Currency Movement Trends
EUR/USD is facing bearish pressure, dropping toward 1.1650 after a trade deal between the EU and the US. Meanwhile, GBP/USD is edging lower towards 1.3400, influenced by capital outflows from Euro due to USD strength.
Gold is trading below $3,350 as risk sentiment shifts positively following the EU-US trade agreement. Rising US Treasury yields hinder any significant recovery momentum for Gold.
This week is set for noteworthy developments, with the US trade deadline, Federal Reserve’s interest rate decision, and Nonfarm Payrolls. Additionally, the Fed faces scrutiny over its delayed rate cuts amidst an uncertain tariff environment and a robust economy.
Monetary Policies And Market Implications
We see the New Zealand Dollar consolidating against a strong US Dollar, likely trading within a new range. While the Reserve Bank of New Zealand recently signaled rates will remain high into 2025, providing support, a firm break below the 0.6080 level would suggest downward momentum is taking over. Traders should watch these key levels for a potential breakdown rather than expecting a significant rally.
Given the European Central Bank is widely expected to cut interest rates in June before its US counterpart, we anticipate continued pressure on the EUR/USD. This policy divergence is also weighing on the GBP/USD, as capital flows toward the higher-yielding dollar. Derivative traders should consider that any rallies in these pairs may be short-lived and present selling opportunities.

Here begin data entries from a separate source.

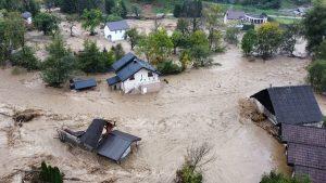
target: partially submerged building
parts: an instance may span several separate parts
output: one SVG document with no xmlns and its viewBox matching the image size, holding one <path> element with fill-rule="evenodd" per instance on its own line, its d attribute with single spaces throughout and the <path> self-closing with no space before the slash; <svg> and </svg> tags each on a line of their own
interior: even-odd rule
<svg viewBox="0 0 326 183">
<path fill-rule="evenodd" d="M 97 87 L 95 79 L 72 79 L 71 90 L 82 91 Z"/>
<path fill-rule="evenodd" d="M 131 145 L 137 145 L 141 139 L 118 130 L 113 130 L 115 125 L 103 120 L 93 119 L 86 131 L 59 130 L 59 139 L 83 148 L 121 162 L 131 152 Z M 103 130 L 105 129 L 105 133 Z"/>
<path fill-rule="evenodd" d="M 287 143 L 287 162 L 293 167 L 293 174 L 325 183 L 326 129 L 283 123 L 280 136 Z"/>
<path fill-rule="evenodd" d="M 148 62 L 138 58 L 133 53 L 112 64 L 114 77 L 106 81 L 111 89 L 124 93 L 148 93 L 161 89 L 160 73 Z"/>
<path fill-rule="evenodd" d="M 252 96 L 269 120 L 281 123 L 322 126 L 323 115 L 310 86 L 271 87 Z"/>
<path fill-rule="evenodd" d="M 104 36 L 110 41 L 120 41 L 125 39 L 125 34 L 129 29 L 126 21 L 116 21 L 105 24 Z"/>
<path fill-rule="evenodd" d="M 249 14 L 243 11 L 228 10 L 224 15 L 224 24 L 230 22 L 241 22 L 251 24 L 264 24 L 267 22 L 267 16 L 264 14 Z"/>
</svg>

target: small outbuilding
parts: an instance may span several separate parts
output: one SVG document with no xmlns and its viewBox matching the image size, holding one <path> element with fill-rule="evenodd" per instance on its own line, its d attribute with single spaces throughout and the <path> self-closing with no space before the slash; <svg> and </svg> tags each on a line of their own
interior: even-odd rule
<svg viewBox="0 0 326 183">
<path fill-rule="evenodd" d="M 32 13 L 30 12 L 24 12 L 22 13 L 22 17 L 25 19 L 26 24 L 32 24 Z"/>
<path fill-rule="evenodd" d="M 110 22 L 105 24 L 104 36 L 110 41 L 120 41 L 125 39 L 125 34 L 129 29 L 128 23 L 123 21 Z"/>
<path fill-rule="evenodd" d="M 116 76 L 106 81 L 113 90 L 145 94 L 161 89 L 160 73 L 148 62 L 138 58 L 133 53 L 128 53 L 116 61 L 112 68 Z"/>
<path fill-rule="evenodd" d="M 87 90 L 97 87 L 95 79 L 73 79 L 71 82 L 71 90 Z"/>
<path fill-rule="evenodd" d="M 86 131 L 58 130 L 59 139 L 85 149 L 96 152 L 116 162 L 121 162 L 131 152 L 131 145 L 141 139 L 118 130 L 115 123 L 103 119 L 93 119 Z M 105 132 L 103 133 L 103 130 Z"/>
<path fill-rule="evenodd" d="M 310 86 L 271 87 L 252 96 L 272 122 L 322 126 L 323 115 Z"/>
<path fill-rule="evenodd" d="M 312 183 L 326 182 L 326 128 L 281 123 L 287 162 L 294 175 L 309 175 Z"/>
</svg>

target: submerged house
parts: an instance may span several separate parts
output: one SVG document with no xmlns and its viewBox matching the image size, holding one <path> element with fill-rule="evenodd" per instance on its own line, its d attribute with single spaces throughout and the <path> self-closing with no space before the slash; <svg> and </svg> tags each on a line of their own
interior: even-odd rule
<svg viewBox="0 0 326 183">
<path fill-rule="evenodd" d="M 73 145 L 79 145 L 93 151 L 98 155 L 121 162 L 131 152 L 131 145 L 141 139 L 118 130 L 113 130 L 115 125 L 103 120 L 93 119 L 86 131 L 59 130 L 59 139 Z M 105 129 L 105 133 L 103 130 Z"/>
<path fill-rule="evenodd" d="M 243 11 L 236 11 L 236 10 L 228 10 L 224 15 L 224 24 L 229 22 L 247 22 L 251 24 L 264 24 L 267 22 L 267 16 L 264 14 L 255 15 L 255 14 L 248 14 Z"/>
<path fill-rule="evenodd" d="M 312 183 L 326 182 L 326 129 L 281 125 L 281 141 L 287 143 L 287 162 L 294 175 L 308 175 Z"/>
<path fill-rule="evenodd" d="M 124 40 L 127 29 L 129 29 L 129 25 L 126 21 L 110 22 L 105 24 L 104 36 L 110 41 Z"/>
<path fill-rule="evenodd" d="M 114 77 L 106 81 L 111 89 L 122 90 L 124 93 L 148 93 L 161 89 L 160 73 L 148 62 L 145 62 L 133 53 L 112 64 Z"/>
<path fill-rule="evenodd" d="M 323 115 L 310 86 L 271 87 L 252 96 L 269 120 L 281 123 L 322 126 Z"/>
</svg>

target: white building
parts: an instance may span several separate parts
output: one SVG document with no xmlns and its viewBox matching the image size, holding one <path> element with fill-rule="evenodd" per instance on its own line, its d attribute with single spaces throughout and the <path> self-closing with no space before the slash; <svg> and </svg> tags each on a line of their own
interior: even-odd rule
<svg viewBox="0 0 326 183">
<path fill-rule="evenodd" d="M 106 81 L 113 90 L 145 94 L 156 92 L 161 88 L 159 71 L 133 53 L 128 53 L 116 61 L 112 68 L 115 70 L 116 76 L 109 78 Z"/>
<path fill-rule="evenodd" d="M 24 18 L 24 21 L 26 22 L 27 25 L 32 24 L 32 13 L 24 12 L 24 13 L 22 13 L 22 17 Z"/>
<path fill-rule="evenodd" d="M 267 22 L 267 16 L 263 14 L 254 15 L 244 13 L 243 11 L 228 10 L 224 15 L 224 24 L 227 24 L 229 22 L 248 22 L 251 24 L 264 24 Z"/>
<path fill-rule="evenodd" d="M 110 41 L 124 40 L 127 29 L 129 29 L 129 26 L 126 21 L 106 23 L 104 27 L 104 36 Z"/>
</svg>

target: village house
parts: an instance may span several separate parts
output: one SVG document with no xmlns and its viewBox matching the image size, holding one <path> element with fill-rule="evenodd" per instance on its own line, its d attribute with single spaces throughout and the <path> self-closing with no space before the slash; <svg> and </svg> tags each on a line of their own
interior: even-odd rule
<svg viewBox="0 0 326 183">
<path fill-rule="evenodd" d="M 243 11 L 228 10 L 224 15 L 224 24 L 228 24 L 230 22 L 264 24 L 267 22 L 267 16 L 264 14 L 255 15 L 244 13 Z"/>
<path fill-rule="evenodd" d="M 113 63 L 112 68 L 116 76 L 106 81 L 113 90 L 145 94 L 161 89 L 160 73 L 148 62 L 139 60 L 133 53 L 128 53 Z"/>
<path fill-rule="evenodd" d="M 32 21 L 32 13 L 30 12 L 22 13 L 22 17 L 24 18 L 24 21 L 27 25 L 32 24 L 33 21 Z"/>
<path fill-rule="evenodd" d="M 124 40 L 127 29 L 129 29 L 129 25 L 126 21 L 110 22 L 105 24 L 104 36 L 113 42 Z"/>
<path fill-rule="evenodd" d="M 252 96 L 258 108 L 276 126 L 322 127 L 323 115 L 310 86 L 271 87 Z"/>
<path fill-rule="evenodd" d="M 313 183 L 326 182 L 326 128 L 283 123 L 281 141 L 294 175 L 309 175 Z"/>
<path fill-rule="evenodd" d="M 131 146 L 141 139 L 118 130 L 113 130 L 115 122 L 104 119 L 93 119 L 86 131 L 58 130 L 61 142 L 78 145 L 98 155 L 120 164 L 131 152 Z M 105 133 L 103 133 L 105 131 Z"/>
</svg>

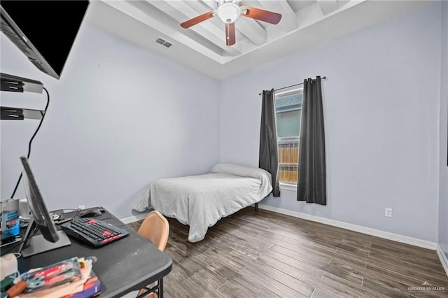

Gold remains sensitive to rising US Treasury yields, with the 10-year yield holding firmly above 4.5%. This makes the non-yielding metal less attractive and has kept prices below the $2,400 per ounce level. Until there is a significant shift in risk sentiment or a drop in yields, any upward momentum for gold will be difficult to sustain.
The coming weeks will be defined by crucial US data, including the Nonfarm Payrolls report and the Federal Reserve’s interest rate decision. With recent inflation data remaining sticky, the central bank is expected to hold rates steady, reinforcing dollar strength. We believe positioning for increased volatility through options is a prudent strategy ahead of these market-moving events.